[Amps] Working on my Darwin award

Manfred Mornhinweg manfred at ludens.cl
Wed Feb 26 15:01:08 EST 2014


> On a different note, I worked with Mass Spectrometers for a while.  I 
> don't know the rating of those BIG electromagnets, but if it tried to 
> take a wrench away, you just let have it.  It'd crush your hand 
> including bones.

Big magnets are great pranksters. There was a time when I had to service 
large servomotors, specialized for low inertia. Those things have a flat 
copper rotor, basically a set of printed coils and nothing else, 
rotating between two sets of really big and strong magnets. The magnets 
pull the housing of the motor together with great force. To open those 
motors, the technique is to remove the screws, then bolt some levers to 
the two end plates of the motor, and twist one motor end relative to the 
other. Unlike poles attract each other A LOT, but by rotating the plates 
by one magnet location, you have like poles facing each other, which 
repel each other just as strongly. When twisting the plates carefully, 
the motor easily comes apart as soon as the unlike poles no longer face 
each other fully. But if you twist them in some crooked position, so 
that the end plates jam in the housing, you can just keep twisting them 
until the repelling force becomes enough to overcome the jamming force. 
At that point, kaboom! You get the parts flying all through the room, 
maybe all the way through the roof, and hopefully not in your face. It's 
the well regarded magnetic cannon effect.

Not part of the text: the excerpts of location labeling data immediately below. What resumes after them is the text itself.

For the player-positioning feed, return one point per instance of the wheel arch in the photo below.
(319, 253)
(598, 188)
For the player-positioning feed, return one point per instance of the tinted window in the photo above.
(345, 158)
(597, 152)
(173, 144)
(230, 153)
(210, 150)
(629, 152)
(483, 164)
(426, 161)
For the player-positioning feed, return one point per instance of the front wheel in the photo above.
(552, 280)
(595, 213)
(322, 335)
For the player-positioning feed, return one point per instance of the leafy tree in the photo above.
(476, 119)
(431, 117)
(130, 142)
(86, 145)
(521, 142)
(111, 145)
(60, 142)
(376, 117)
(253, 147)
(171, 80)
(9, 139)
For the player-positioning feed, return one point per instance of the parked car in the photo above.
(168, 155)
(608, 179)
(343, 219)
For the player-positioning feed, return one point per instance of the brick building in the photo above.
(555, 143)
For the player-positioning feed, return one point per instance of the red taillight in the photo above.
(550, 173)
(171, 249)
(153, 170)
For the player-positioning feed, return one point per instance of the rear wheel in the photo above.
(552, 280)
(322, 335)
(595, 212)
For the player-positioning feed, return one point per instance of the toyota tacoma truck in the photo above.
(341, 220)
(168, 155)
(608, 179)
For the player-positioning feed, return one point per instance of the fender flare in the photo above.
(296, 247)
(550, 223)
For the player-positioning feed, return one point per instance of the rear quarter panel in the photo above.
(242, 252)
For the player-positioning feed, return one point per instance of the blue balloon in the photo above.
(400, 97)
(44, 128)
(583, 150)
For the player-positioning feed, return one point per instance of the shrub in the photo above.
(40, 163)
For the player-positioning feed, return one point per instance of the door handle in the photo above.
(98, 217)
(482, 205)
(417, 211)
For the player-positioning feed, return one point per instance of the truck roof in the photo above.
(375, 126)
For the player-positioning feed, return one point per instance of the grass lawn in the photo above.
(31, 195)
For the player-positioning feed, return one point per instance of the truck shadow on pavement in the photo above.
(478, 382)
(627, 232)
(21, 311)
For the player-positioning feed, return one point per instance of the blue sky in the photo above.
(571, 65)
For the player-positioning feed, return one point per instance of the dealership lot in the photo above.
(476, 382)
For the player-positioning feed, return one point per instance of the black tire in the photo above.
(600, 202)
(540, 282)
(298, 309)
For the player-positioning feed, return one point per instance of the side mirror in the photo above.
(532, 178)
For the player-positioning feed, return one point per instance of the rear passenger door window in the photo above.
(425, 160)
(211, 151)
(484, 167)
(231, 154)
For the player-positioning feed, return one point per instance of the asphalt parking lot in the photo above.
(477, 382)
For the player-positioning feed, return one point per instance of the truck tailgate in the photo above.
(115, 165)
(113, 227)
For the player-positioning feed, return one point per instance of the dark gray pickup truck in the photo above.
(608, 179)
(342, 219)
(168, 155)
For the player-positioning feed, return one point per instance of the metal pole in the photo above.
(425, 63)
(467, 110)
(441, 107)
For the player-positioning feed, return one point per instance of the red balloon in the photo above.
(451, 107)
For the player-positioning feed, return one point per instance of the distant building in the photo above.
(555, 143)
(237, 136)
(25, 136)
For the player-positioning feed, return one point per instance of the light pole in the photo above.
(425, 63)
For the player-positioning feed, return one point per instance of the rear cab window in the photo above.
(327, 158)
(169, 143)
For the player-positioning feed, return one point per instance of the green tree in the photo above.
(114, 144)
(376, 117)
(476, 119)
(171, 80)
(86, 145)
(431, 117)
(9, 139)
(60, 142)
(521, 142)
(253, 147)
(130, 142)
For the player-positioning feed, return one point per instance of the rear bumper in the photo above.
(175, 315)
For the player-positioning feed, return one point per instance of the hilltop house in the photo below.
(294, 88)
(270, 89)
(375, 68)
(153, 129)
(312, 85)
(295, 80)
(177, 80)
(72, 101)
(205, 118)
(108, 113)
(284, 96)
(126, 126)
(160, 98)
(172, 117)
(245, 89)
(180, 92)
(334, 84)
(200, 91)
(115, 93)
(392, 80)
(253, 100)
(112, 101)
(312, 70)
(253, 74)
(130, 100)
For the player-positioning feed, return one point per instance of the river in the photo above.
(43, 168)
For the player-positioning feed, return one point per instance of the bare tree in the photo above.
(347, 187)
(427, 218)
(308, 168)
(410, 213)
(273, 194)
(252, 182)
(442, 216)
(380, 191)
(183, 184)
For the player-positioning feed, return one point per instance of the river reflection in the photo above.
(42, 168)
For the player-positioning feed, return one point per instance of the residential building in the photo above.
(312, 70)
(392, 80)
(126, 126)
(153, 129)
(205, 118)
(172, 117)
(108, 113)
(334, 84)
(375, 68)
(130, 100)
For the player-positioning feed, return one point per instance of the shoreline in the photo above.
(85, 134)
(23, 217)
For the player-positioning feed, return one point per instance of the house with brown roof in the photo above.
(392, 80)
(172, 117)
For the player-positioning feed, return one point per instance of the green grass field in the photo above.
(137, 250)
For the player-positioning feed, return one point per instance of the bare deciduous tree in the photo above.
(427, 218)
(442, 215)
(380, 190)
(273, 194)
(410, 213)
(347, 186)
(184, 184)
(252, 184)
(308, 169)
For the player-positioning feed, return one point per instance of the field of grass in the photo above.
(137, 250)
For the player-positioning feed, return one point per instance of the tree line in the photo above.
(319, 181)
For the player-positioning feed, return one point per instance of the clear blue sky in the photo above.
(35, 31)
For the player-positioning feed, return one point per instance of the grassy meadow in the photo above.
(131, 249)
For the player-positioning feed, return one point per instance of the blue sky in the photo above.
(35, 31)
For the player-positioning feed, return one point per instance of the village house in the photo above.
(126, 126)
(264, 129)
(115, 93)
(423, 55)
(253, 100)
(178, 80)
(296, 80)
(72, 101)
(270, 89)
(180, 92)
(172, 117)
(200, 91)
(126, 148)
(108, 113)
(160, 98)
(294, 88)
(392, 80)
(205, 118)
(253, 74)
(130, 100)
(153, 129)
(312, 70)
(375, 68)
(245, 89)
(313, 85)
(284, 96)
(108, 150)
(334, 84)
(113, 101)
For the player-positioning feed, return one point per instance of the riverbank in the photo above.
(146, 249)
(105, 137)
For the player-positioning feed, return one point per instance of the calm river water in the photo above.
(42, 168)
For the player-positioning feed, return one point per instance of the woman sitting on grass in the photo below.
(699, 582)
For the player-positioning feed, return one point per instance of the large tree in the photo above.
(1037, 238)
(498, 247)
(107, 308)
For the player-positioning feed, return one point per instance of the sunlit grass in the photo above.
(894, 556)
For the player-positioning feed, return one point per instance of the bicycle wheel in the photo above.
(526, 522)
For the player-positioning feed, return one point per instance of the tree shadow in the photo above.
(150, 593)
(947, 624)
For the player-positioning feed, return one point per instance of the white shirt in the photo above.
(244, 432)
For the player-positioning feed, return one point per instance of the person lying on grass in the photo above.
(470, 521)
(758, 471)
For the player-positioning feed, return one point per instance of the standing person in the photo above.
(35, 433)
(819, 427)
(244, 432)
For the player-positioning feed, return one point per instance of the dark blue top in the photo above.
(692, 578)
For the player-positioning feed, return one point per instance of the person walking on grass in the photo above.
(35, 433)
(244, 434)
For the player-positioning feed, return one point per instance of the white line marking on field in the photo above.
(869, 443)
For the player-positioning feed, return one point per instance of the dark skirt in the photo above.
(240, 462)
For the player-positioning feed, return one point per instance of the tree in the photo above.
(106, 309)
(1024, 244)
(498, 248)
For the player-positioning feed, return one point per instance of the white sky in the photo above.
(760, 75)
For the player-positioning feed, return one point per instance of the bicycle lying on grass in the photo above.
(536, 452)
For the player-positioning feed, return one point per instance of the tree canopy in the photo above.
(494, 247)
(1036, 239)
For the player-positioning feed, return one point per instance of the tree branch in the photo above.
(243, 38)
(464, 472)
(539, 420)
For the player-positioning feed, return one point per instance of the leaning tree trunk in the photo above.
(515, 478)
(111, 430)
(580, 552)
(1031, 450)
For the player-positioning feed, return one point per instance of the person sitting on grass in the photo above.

After reassembly, the magnets need to be remagnetized, because they 
loose about half of their strength when the magnetic circuit is opened. 
This is done with a one turn winding that twists between those magnets. 
You simply apply a few thousand amperes to that wire, for a short 
moment. I did that with two truck batteries in series. One time the wire 
welded itself to the battery post and I couldn't rip it off quickly 
enough (with pliers, of course). The wire evaporated, and the next time 
that motor needed maintenance, I had to install a new magnetizing wire. 
At the factory they probably have a nice pulse generator, rather than 
banging the wire with pliers against a battery pole...

It's interesting to note that when the magnets are weak, the motors run 
much faster than normal. It's logical to anyone knowing 
electromagnetics, but looks counterintuitive for laymen.